If I have understood correctly I think how the search process works is as follows:

You have some set of hypotheses and a proposition you want to prove.

You apply a series of already proven theorems, which are substitution rules, to the proposition until the resulting statements either match the hypotheses or match theorems already proven.

The question “Is there a proof of any length which proves this proposition” is in the same complexity class as the halting problem I think. Whereas “Is there a proof of length less than L steps which proves the proposition” is NP-complete, so is easier to tackle I think.

Trying to find such a chain of substitution rules is essentially a tree search problem. If there are N theorems in the database then to answer the latter question comes down to searching a tree of size N^L. Is that somewhat right?

So does this mean, in the abstract, given enough hardware and time you could find all proofs of length less than L just by brute force search? 

I am also interested in what the true branching factor is. For instance not all N theorems in the database can be applied to all hypotheses, only a subset can be. How much is the reduction? Can most theorems be applied to most statements or is it that only a very small subset can? Moreover I guess there is a reduction because it is sufficient to find only one proof whereas there will be many for any provable statement.

Is it true that any AI system built on metamath will need these same foundations? For instance it will need a parser for the database, a verifier and also it will need a function which: for any statement returns the possible substitutions/theorems which could be applied.
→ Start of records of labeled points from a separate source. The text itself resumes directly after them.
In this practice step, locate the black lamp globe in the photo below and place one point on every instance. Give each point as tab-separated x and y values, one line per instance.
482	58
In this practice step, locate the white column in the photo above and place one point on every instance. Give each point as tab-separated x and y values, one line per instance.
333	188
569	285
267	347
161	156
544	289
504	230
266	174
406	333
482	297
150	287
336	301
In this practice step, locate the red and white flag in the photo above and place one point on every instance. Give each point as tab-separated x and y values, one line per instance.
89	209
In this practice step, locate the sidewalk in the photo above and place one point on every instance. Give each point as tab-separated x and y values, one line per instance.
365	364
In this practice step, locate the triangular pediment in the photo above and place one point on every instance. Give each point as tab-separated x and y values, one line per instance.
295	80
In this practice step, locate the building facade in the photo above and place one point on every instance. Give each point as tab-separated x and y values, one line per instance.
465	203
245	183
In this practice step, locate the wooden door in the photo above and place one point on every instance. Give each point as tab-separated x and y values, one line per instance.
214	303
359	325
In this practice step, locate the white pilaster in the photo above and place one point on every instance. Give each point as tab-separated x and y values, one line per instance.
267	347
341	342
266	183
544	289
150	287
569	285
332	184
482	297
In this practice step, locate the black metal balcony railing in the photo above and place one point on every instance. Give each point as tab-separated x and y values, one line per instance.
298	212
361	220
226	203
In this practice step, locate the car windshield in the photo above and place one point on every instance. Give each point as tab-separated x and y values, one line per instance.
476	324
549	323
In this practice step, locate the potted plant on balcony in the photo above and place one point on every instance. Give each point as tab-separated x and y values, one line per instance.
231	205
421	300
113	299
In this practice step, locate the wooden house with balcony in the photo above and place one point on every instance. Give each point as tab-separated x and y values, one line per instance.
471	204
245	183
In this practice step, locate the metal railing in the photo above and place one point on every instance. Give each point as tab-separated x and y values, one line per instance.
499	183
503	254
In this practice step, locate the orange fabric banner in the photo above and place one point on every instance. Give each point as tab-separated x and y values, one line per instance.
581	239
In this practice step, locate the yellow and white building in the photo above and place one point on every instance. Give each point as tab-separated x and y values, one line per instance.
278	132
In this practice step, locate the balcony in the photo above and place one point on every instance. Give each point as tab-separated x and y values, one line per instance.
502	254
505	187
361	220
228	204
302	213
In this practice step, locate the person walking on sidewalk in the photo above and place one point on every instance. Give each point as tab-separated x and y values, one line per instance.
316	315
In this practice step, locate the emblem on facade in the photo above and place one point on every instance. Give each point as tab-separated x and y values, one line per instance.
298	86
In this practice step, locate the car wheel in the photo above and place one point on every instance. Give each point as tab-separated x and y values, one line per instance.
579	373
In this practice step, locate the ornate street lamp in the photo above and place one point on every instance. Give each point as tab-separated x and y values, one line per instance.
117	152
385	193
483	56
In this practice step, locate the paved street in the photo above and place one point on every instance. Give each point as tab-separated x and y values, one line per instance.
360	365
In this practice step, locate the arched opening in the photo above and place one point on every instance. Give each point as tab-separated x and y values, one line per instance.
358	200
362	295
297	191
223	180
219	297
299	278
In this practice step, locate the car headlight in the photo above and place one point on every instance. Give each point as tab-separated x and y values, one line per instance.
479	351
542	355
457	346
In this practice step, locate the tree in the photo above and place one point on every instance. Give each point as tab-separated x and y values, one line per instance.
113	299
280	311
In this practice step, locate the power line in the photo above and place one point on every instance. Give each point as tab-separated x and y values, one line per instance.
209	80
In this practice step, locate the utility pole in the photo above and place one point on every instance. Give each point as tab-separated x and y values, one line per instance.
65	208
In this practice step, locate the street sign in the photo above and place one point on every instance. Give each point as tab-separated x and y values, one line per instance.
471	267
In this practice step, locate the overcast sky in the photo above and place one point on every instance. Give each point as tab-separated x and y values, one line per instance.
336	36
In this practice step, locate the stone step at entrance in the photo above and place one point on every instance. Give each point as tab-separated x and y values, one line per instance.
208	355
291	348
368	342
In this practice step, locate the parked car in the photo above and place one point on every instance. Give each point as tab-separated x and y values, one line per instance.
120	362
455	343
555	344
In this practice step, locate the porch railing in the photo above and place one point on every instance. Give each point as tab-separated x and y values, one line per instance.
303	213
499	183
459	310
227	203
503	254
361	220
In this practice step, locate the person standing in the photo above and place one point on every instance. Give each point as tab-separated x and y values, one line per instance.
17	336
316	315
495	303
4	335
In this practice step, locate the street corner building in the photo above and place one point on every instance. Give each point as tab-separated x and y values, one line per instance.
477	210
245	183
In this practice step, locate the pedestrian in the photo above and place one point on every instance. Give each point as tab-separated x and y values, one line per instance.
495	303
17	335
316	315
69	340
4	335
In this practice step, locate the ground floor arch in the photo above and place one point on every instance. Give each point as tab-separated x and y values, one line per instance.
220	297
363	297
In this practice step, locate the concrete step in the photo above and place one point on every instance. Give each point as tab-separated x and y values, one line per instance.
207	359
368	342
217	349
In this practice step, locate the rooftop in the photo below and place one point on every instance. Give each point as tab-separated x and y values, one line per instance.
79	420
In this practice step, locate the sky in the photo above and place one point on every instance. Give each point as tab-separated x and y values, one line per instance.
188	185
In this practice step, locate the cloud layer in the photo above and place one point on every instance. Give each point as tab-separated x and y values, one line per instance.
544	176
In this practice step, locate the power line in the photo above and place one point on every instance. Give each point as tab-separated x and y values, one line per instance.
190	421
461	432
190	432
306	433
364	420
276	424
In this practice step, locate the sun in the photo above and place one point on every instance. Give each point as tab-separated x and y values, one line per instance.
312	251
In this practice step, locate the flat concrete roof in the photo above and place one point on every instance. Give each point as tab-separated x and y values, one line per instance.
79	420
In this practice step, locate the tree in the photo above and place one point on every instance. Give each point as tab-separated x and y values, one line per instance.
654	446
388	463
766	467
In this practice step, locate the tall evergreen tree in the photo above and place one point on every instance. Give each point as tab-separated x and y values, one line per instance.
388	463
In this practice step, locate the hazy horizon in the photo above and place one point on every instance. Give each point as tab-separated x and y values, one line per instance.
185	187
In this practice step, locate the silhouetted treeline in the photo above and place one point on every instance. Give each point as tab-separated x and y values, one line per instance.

Is there any value in us (I don’t know if anyone would be interested in working on this) gathering some programs which already do this or writing some new code in a nice optimised way? For example in MineRL, a minecraft AI challenge, they provide an environment which offers the agent the state of the game and a list of options available to it. Maybe some sort of environment like this for metamath would help encourage people to tackle the AI side of these problems? 

Another question I have is how much can be done with optimised code, or multithreading, or gpu parallelisation? For instance the unify command in MMJ2 presumably is searching for all possible proofs of length 1 to fill in a gap? Could something like this be optimised to run in the background on other threads on the cpu so it could fill in 2, 3, or more steps for you? Would this be a powerful thing to add to a proof assistant, a brute force solver which is always trying to help? If a gpu optimised parallel search could be performed on a large amount of hardware might it be able to actually generate some reasonable length proofs?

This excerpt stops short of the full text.